Escuchando a Mel Castán afirmar que podía darme empleo si aceptaba las condiciones, dejaron de temblarme las rodillas y me fui desanimando por segundos, ya que inmediatamente supe que a pesar de aquella oportunidad de ser una de sus bailarinas, una más sin pretensiones, no estaba preparada para ocupar un puesto en Ciro’s. Y ¿qué dirían mis padres? Le di las gracias por atenderme, diciéndole que pensaría en ello. Bajé caminando hasta la esquina de la Diagonal donde paré un taxi para ir al Paralelo. ¿Por qué me dirigí al teatro Apolo?
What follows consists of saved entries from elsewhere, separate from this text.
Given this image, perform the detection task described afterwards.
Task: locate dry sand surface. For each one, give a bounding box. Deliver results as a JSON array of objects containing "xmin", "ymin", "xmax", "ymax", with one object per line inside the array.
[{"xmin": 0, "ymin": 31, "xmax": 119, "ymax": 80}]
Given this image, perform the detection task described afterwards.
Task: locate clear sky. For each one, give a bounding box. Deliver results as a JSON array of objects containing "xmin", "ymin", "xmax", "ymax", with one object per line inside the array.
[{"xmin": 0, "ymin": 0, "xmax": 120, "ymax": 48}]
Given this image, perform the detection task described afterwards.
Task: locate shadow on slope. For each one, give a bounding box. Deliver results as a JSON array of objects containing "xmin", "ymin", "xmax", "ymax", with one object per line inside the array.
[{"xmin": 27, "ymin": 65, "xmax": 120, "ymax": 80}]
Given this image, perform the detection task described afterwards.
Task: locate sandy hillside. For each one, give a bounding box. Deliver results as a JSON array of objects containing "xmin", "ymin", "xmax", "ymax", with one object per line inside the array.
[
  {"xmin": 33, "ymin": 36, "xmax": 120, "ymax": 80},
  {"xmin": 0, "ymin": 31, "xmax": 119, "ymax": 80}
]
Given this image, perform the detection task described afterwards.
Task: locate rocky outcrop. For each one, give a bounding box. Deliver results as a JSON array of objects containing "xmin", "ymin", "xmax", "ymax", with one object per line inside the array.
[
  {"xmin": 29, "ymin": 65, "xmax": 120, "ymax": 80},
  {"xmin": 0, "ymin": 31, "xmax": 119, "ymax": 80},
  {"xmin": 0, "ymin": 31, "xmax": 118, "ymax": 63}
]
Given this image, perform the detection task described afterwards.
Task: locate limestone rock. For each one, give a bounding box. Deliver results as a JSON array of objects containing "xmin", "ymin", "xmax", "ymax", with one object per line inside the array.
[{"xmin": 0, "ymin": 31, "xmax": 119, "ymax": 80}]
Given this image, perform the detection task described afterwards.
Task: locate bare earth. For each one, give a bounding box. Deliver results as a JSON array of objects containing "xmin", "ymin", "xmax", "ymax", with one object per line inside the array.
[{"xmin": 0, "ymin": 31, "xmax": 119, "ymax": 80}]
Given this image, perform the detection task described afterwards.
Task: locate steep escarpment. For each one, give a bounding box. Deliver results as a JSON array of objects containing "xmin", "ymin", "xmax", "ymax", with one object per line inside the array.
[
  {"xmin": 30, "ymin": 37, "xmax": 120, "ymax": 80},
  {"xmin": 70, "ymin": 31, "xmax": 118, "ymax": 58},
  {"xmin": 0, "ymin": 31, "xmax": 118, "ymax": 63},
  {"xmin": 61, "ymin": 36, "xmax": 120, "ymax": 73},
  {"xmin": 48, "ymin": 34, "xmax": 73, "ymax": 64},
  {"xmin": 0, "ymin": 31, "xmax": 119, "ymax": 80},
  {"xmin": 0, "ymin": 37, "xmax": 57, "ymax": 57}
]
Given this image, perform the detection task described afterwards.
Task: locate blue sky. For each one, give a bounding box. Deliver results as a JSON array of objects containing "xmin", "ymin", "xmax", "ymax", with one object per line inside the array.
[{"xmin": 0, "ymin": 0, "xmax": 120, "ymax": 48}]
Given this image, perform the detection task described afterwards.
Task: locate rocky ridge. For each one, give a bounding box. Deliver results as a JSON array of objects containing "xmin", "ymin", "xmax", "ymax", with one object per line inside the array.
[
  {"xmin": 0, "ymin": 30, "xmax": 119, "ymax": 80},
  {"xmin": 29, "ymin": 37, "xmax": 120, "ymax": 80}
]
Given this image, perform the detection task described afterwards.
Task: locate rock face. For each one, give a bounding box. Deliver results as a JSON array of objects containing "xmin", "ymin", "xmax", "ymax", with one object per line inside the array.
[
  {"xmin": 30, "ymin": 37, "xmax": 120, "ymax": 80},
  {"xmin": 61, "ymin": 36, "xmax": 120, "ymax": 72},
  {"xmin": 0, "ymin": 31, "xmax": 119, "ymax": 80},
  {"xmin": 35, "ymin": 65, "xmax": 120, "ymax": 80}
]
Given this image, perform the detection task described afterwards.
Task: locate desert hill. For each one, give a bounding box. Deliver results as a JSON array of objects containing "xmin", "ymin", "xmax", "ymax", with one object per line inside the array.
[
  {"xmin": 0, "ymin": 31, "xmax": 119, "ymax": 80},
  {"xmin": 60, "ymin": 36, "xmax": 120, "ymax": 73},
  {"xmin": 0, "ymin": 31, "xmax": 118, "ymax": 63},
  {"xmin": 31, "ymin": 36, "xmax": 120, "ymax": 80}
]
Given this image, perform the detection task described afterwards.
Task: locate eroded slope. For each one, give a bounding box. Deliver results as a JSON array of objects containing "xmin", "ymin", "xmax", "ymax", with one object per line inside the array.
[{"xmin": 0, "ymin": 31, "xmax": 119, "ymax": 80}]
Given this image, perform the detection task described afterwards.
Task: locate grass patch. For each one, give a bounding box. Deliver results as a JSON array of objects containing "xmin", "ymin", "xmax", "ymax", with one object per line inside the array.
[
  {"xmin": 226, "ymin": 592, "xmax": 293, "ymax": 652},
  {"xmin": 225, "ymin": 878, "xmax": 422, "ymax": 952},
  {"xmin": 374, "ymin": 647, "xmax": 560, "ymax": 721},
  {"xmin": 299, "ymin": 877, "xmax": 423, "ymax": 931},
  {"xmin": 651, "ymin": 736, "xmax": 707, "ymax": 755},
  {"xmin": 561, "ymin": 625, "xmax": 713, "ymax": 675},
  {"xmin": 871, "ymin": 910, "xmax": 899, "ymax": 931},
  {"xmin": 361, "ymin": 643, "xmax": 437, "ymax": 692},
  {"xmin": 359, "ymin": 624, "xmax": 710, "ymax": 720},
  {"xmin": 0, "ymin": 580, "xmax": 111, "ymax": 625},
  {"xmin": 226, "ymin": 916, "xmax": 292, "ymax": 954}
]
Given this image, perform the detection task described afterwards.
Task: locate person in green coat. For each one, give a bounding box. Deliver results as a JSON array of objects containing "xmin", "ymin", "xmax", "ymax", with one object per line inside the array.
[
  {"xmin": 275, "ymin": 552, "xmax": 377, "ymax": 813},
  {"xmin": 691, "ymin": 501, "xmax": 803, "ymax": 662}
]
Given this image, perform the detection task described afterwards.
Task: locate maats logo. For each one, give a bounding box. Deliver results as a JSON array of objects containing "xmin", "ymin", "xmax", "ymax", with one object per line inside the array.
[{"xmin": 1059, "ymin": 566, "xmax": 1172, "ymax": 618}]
Foto propiedad de Manuel Castán López, ‘Mel Castán’.

1982.

Con tanto descubrimiento nocturno, visitamos el espectáculo de “Belle Epoque”, de Dolly Van Doll. Al llegar, miré al fondo de la entrada, al pasaje donde estaba Ciro’s. No había vuelto para decirle a Mel Castán, el hombre más guapo y seductor que había visto sobre un escenario, que me lo había pensado. Normalmente, nadie se tomaba la molestia de decir: «No, gracias». Podías estar corroyéndote durante valiosos días, con la duda de aceptar un trabajo por esperar otro y no tener un resultado satisfactorio al final. Eso a nadie le importaba, era cuestión de adivinar, intuir o consultar a una tarotista, con lo fácil que es aliviar el estrés y descartar. Normas.

1995.

Ttrabajando en la revista ‘La creación’ de los Hermanos Calatrava y ERA Produccions, yendo con Ángel Amar, nos encontramos a Manuel Castán en los alrededores del Arnau. Ellos se saludaron cordialmente y Mel no me reconoció.

1997,

Unos amigos me invitaron a la sala ‘La Antilla’, cuando caminé por la galería, me dí cuenta de que estaba volviendo a entrar al local de Ciro’s. Mil sensaciones, me invadieron. No había pasado tanto tiempo, y sin embargo yo ya no era aquella bailarina en busca de una oportunidad. No importó el cambio de decoración y estilo del local, aquel fue el dominio de Mel Castán.

2010.

Joan Gimeno me invitó a ver el espectáculo «Rambleros». Desde 2004, al marchar a Turquía no sabía nada de los compañeros y estaba bastante aislada del mundillo. Esa noche, aunque ya habíamos hablado usando Facebook, volví a encontrarme con Mel Castán en persona y desde entonces, hemos compartido veladas artísticas y una amistad preciosa con la complicidad por el amor a esta profesión, muchas anécdotas e historias de teatro, que han dado para paseos, charlas y convicciones de que aquel tiempo pasó, pero supimos disfrutarlo como más me importa, de una forma profesional y totalmente entregada. Creo que en ello coincidimos unos cuantos.

Lo quiero tanto que me atreví a pedirle que escribiera el prólogo de mi libro. Le deseo lo mejor. Siempre un caballero, amable y afectuoso.